Copy Code code as follows:

function get_htmls ($urls, $options = Array (), $method = ' get ') {
$MH = Curl_multi_init ();
if ($method = = ' Get ') {//get is the most common way to pass values
foreach ($urls as $key => $url) {
$ch = Curl_init ($url);
$options [Curlopt_returntransfer] = true;
$options [Curlopt_timeout] = 5;
Curl_setopt_array ($ch, $options);
$curls [$key] = $ch;
Curl_multi_add_handle ($MH, $curls [$key]);
}
}elseif ($method = = ' Post ') {//post-pass value
foreach ($options as $key => $option) {
$ch = Curl_init ($urls);
$option [Curlopt_returntransfer] = true;
$option [Curlopt_timeout] = 5;
$option [Curlopt_post] = true;
Curl_setopt_array ($ch, $option);
$curls [$key] = $ch;
Curl_multi_add_handle ($MH, $curls [$key]);
}
}else{
Exit ("parameter error!\n");
}
do{
$MRC = Curl_multi_exec ($MH, $active);
Curl_multi_select ($MH);//reduce CPU pressure comment out CPU pressure becomes larger
}while ($active);
foreach ($curls as $key => $ch) {
$html = Curl_multi_getcontent ($ch);
Curl_multi_remove_handle ($MH, $ch);
Curl_close ($ch);
$htmls [$key] = $html;
}
Curl_multi_close ($MH);
return $htmls;
}

The common get requests are implemented by changing the URL parameters, and because our functions are for data acquisition.

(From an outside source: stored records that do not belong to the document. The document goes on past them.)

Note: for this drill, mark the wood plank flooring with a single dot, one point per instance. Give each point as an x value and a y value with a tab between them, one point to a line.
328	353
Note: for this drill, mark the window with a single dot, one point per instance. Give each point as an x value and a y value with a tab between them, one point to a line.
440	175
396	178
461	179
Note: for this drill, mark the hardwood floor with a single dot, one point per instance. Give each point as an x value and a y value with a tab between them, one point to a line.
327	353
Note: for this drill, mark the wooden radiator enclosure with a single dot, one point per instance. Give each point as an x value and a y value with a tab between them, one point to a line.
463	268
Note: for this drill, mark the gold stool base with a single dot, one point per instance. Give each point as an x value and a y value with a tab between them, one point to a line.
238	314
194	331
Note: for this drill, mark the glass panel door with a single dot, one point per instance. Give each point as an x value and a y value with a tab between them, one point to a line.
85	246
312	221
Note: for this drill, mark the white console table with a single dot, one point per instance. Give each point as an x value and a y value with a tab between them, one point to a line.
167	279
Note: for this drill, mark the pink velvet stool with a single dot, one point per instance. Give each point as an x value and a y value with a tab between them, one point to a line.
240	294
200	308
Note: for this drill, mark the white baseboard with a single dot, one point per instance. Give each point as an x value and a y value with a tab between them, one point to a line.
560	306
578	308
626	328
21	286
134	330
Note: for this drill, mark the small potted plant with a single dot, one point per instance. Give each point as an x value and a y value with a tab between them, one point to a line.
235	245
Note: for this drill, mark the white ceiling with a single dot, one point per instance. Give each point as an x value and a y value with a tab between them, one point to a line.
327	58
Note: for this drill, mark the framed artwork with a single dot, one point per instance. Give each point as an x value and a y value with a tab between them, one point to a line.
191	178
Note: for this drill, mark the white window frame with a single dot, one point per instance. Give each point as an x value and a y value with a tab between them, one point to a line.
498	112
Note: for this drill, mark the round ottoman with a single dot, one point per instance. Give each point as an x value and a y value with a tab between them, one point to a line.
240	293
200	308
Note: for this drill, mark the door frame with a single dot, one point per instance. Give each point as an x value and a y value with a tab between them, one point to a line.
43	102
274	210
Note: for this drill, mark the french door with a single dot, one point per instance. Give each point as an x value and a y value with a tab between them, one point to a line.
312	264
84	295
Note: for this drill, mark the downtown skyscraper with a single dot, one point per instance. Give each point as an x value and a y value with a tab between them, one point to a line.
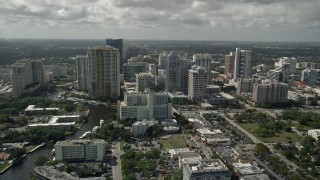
99	72
118	43
242	64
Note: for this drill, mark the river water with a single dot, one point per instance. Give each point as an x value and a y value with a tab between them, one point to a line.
22	170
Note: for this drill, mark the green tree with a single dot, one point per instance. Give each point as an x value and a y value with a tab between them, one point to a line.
40	161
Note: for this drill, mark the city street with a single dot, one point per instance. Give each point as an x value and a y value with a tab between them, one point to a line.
256	140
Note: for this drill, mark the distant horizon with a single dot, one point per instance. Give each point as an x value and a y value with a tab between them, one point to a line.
132	39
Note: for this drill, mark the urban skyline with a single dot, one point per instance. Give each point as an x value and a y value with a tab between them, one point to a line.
238	20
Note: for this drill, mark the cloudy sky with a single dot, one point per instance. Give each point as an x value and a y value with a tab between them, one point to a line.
253	20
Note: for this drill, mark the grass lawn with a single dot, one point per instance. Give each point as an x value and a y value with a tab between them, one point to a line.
300	127
173	142
283	136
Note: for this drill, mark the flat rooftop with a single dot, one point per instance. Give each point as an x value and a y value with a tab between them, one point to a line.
49	172
209	166
80	142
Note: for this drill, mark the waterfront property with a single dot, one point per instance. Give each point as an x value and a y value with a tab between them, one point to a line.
80	150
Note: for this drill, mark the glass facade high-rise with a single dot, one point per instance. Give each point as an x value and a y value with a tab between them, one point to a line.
118	43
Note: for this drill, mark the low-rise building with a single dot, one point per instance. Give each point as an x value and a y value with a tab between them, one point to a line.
213	89
144	81
245	85
206	169
57	70
303	99
66	122
221	98
169	122
139	128
80	150
189	158
4	157
171	129
32	110
249	171
52	173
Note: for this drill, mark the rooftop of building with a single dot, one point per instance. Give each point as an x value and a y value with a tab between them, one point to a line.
80	142
49	172
32	108
178	94
256	177
208	131
208	166
103	48
179	150
145	75
247	168
314	130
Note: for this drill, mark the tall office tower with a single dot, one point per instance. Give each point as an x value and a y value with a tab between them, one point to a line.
153	69
229	65
163	60
270	92
245	85
183	74
310	76
144	81
82	72
177	73
204	60
197	83
104	71
133	68
118	43
172	75
285	62
26	72
242	64
22	76
37	71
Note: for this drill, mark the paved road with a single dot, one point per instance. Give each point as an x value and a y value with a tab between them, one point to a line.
252	137
266	167
256	140
116	169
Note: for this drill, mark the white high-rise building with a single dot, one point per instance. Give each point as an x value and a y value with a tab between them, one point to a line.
204	60
242	64
229	65
37	71
310	76
82	72
147	105
139	128
290	63
177	73
163	60
197	83
80	150
26	72
104	72
144	81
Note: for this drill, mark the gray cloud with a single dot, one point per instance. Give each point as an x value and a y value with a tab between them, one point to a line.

Must be classified collection, so the URL is similar to this:

Http://www.baidu.com/s?wd=shili&pn=0&ie=utf-8

Http://www.baidu.com/s?wd=shili&pn=10&ie=utf-8

Http://www.baidu.com/s?wd=shili&pn=20&ie=utf-8

Http://www.baidu.com/s?wd=shili&pn=30&ie=utf-8

Http://www.baidu.com/s?wd=shili&pn=50&ie=utf-8

The top five pages are very regular and change only the value of PN.

Copy Code code as follows:

$urls = Array ();
For ($i =1 $i <=5; $i + +) {
$urls [] = ' http://www.baidu.com/s?wd=shili&pn= '. (($i-1) *10). ' &ie=utf-8 ';
}
$option [Curlopt_useragent] = ' mozilla/5.0 (Windows NT 6.1; rv:19.0) gecko/20100101 firefox/19.0 ';
$htmls = get_htmls ($urls, $option);
foreach ($htmls as $html) {
echo $html//The HTML can be processed here.
}

Simulate a common POST request:

Write a post.php file as follows:

Copy Code code as follows:

if (isset ($_post[' username ')) && isset ($_post[' password ')) {
Echo ' username is: '. $_post[' username '. ' The password is: '. $_post[' password '];
}else{
echo ' request Error! '
}

Then call the following:
Copy Code code as follows:

$url = ' http://localhost/yourpath/post.php '; this is your path.
$options = Array ();
For ($i =1 $i <=5; $i + +) {
$option [Curlopt_postfields] = ' username=user '. $i. ' &password=pass '. $i;
$options [] = $option;
}
$htmls = get_htmls ($url, $options, ' post ');
foreach ($htmls as $html) {
echo $html//The HTML can be processed here.
}

This get_htmls function can also basically achieve some data acquisition function.

Today to share to write the bad said not clear, please advise

Contact Us

The content source of this page is from Internet, which doesn't represent Alibaba Cloud's opinion; products and services mentioned on that page don't have any relationship with Alibaba Cloud. If the content of the page makes you feel confusing, please write us an email, we will handle the problem within 5 days after receiving your email.

If you find any instances of plagiarism from the community, please send an email to: info-contact@alibabacloud.com and provide relevant evidence. A staff member will contact you within 5 working days.

A Free Trial That Lets You Build Big!

Start building with 50+ products and up to 12 months usage for Elastic Compute Service

  • Sales Support

    1 on 1 presale consultation

  • After-Sales Support

    24/7 Technical Support 6 Free Tickets per Quarter Faster Response

  • Alibaba Cloud offers highly flexible support services tailored to meet your exact needs.